England’s famous London Underground railway-system serves Greater London and parts of the surrounding counties of Essex, Hertfordshire and Buckinghamshire. It’s also the world’s oldest underground network of its type: services began on January 10, 1863 on the Metropolitan Railway. And while the overall Underground itself is not, of course, a secret location, it certainly has had more than its fare share of classified, off-limits sections during the course of its long and, literally, winding existence. Not only that: the Underground has had more than a few connections to the strange world of Forteana, too.

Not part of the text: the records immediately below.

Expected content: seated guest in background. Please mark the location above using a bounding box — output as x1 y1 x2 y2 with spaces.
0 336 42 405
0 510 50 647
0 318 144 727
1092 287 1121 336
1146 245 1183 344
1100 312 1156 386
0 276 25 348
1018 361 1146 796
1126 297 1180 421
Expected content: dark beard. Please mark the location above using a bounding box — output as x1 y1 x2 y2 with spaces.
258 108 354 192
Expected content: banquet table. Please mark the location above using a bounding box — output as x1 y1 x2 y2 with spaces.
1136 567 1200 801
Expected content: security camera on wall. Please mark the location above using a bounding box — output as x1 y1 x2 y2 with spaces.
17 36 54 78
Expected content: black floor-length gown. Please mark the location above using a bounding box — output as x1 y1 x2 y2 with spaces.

At the height of the Second World War, when the Nazis were engaged in widespread bombing missions on London, the deep tunnels of the Underground were used as safe-havens for the populace of the nation’s bomb-scarred capital. Also, during this same time-frame, a part of the Central Line was clandestinely converted into an aircraft-factory, while the Brompton Road Station was massively reconditioned: it became a secret anti-aircraft control center. And, for a while, none other than the British Prime Minister of the day, Sir Winston Churchill, used the defunct Down Street Station as a secret haven from which to carefully plot pulverizing retaliation against the swarming forces of Adolf Hitler.
According to some, however, the London Underground is home to much more than just tracks, trains and countless commuters: deep within the intricacies of this sub-surface maze of dark and old tunnels, distinctly strange and terrible things are said to lurk. And the British Government, not exactly in control of the darkness that is spreading uncontrollably beneath the ancient capital city, is determined to keep the truth of these terrifying, underground secrets steadfastly away from the eyes and ears of both the public and the media. One case stands out as being particularly intriguing.

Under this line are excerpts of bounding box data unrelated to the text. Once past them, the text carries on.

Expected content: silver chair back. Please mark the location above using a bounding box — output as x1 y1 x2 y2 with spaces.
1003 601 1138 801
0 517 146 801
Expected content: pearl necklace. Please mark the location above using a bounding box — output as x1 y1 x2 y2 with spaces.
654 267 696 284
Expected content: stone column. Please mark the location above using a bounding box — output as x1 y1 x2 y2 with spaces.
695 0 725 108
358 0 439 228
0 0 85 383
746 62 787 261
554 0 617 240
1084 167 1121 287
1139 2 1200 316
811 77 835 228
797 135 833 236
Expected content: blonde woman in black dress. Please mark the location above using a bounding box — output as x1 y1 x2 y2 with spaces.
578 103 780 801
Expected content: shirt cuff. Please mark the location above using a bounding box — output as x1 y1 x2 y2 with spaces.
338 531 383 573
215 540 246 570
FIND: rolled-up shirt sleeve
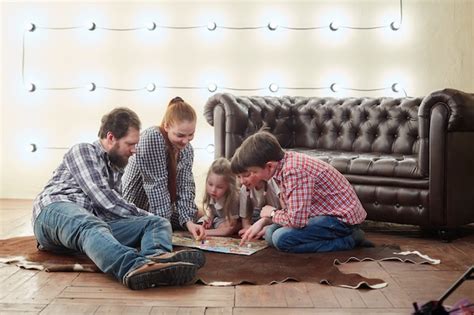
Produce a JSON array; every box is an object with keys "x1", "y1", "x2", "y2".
[
  {"x1": 176, "y1": 144, "x2": 198, "y2": 226},
  {"x1": 64, "y1": 145, "x2": 146, "y2": 217}
]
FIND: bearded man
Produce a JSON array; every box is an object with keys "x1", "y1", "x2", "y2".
[{"x1": 32, "y1": 107, "x2": 205, "y2": 290}]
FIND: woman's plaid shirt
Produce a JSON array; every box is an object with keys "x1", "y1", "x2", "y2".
[{"x1": 122, "y1": 127, "x2": 197, "y2": 226}]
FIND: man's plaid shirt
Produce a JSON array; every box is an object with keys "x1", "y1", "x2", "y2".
[
  {"x1": 273, "y1": 152, "x2": 367, "y2": 228},
  {"x1": 122, "y1": 127, "x2": 197, "y2": 226},
  {"x1": 33, "y1": 141, "x2": 149, "y2": 227}
]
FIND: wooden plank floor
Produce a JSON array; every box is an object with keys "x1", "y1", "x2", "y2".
[{"x1": 0, "y1": 199, "x2": 474, "y2": 315}]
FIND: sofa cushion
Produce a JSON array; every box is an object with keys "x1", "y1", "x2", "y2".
[{"x1": 286, "y1": 148, "x2": 424, "y2": 179}]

Maureen Abbott saw what she describes as a large black panther [in reality, black panthers are simply melanistic big-cats, such as cougars and leopards, whose bodies contain an over-abundance of dark pigmentation] that was racing along the track as she stood, alone, awaiting a train on the Bakerloo Line, late one Winter evening in either 1954 or 1955, while in her late-twenties at the time. Describing the animal as running very fast, she said that as it passed her, it quickly looked in her direction, with a menace-filled frown on its visage, before vanishing into the darkness of the tunnels. Although Abbott did not see the creature again, she has never forgotten her brief, terrifying encounter with the unknown, deep below the city of London.

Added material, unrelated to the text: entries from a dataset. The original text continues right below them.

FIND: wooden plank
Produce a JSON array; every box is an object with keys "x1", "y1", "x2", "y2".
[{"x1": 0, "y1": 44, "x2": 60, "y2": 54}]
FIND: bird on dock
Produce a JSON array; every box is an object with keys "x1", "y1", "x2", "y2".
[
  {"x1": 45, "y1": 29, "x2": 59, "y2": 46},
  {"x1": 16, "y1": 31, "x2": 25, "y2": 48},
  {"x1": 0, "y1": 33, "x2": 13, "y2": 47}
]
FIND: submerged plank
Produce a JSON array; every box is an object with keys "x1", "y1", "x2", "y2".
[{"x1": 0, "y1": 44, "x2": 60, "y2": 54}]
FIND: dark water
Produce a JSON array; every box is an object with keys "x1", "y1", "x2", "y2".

And there is a very curious sequel to Abbott’s encounter: two-days later, she was visited at her home by a government official who, while the pair sat and drank cups of tea, advised her, in fairly relaxed tones, not to talk about the experience. Of course, to a degree, this aspect of Abbott’s story inevitably conjures up and provokes Men in Black-style imagery. If true, it suggests that elements of the British Government may wish to keep exceedingly quiet the fact that wild animals are on the loose in the heart of London’s old tunnels. A sobering thought, indeed!